I am trying to build the native_client for python and when I run the first command:

bazel build -c opt --copt=-O3 --copt="-D_GLIBCXX_USE_CXX11_ABI=0" //native_client:libctc_decoder_with_kenlm.so

from the readme then I am getting this error:

ERROR: /home/nvidia/data_1/bazel_cache/_bazel_nvidia/4b572e4626de8216768980dc63f03b80/external/jpeg/BUILD:269:1: C++ compilation of rule '@jpeg//:simd_armv7a' failed (Exit 1)
gcc: error: unrecognized command line option '-mfloat-abi=softfp'
Target //native_client:libctc_decoder_with_kenlm.so failed to build
Use --verbose_failures to see the command lines of failed build steps.
INFO: Elapsed time: 95.915s, Critical Path: 0.96s
INFO: 10 processes: 10 local.
FAILED: Build did NOT complete successfully

I find wired that gcc is complaining about armv7a when in fact TX2 has armv8a (if I am not mistaken).

Could somebody please give me some ideas how to proceed further?

lissyx commented 6 years ago

@gheorghelisca This is not the right place for asking for help.
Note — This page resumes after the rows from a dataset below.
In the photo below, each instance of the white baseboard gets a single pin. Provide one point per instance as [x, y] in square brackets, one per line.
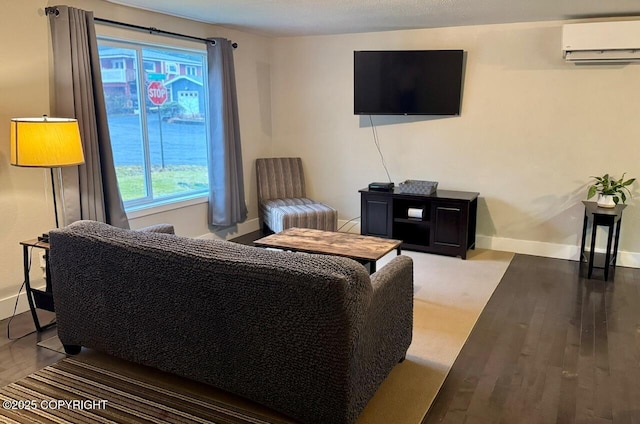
[549, 250]
[8, 303]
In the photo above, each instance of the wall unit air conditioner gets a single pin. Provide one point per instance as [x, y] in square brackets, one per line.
[601, 42]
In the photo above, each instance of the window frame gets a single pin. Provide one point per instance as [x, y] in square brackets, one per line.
[138, 205]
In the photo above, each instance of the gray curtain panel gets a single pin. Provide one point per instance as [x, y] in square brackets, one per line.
[227, 205]
[90, 190]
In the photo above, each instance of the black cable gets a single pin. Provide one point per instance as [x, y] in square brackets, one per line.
[377, 142]
[15, 306]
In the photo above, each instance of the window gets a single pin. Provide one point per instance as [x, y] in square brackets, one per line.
[191, 70]
[149, 66]
[158, 123]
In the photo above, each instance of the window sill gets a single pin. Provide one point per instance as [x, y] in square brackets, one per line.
[141, 211]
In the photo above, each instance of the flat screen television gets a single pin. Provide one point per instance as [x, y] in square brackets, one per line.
[408, 82]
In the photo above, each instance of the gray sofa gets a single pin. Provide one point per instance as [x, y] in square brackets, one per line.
[311, 336]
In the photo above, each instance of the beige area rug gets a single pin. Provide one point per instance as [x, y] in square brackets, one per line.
[449, 293]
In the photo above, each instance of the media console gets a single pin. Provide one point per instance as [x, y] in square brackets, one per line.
[447, 224]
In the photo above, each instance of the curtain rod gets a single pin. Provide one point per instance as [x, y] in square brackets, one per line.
[150, 30]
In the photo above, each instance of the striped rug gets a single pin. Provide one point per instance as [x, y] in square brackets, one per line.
[71, 391]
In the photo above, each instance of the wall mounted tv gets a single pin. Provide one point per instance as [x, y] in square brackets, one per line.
[408, 82]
The error message actually confirms you are building on ARMv8 with Aarch64 compiler, hence the inexistent float abi command line argument. I cannot help more, we don't support in-situ ARM building, please cross-compile.
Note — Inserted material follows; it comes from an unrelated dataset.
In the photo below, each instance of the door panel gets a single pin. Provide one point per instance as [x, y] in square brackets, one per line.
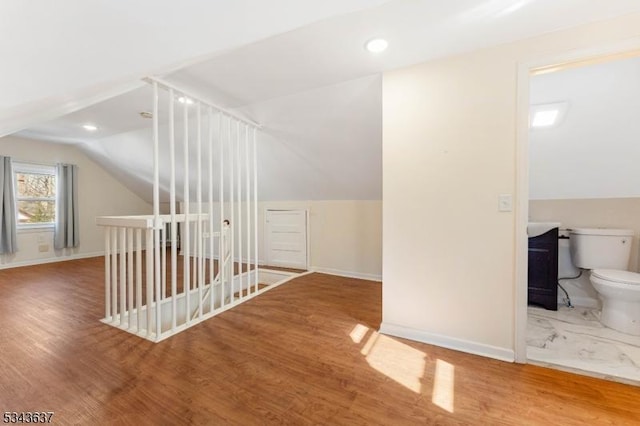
[286, 238]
lissyx commented 6 years ago

@gheorghelisca You should discuss that on the Discourse forum and specifically with @elpimous, he actually run this setup and I know he recently updated his work on current master without any issue.

gheorghelisca commented 6 years ago

@lissyx Thanks a bunch! ... I will get in touch with @elpimous .

lock[bot] commented 5 years ago

This thread has been automatically locked since there has not been any recent activity after it was closed. Please open a new issue for related bugs.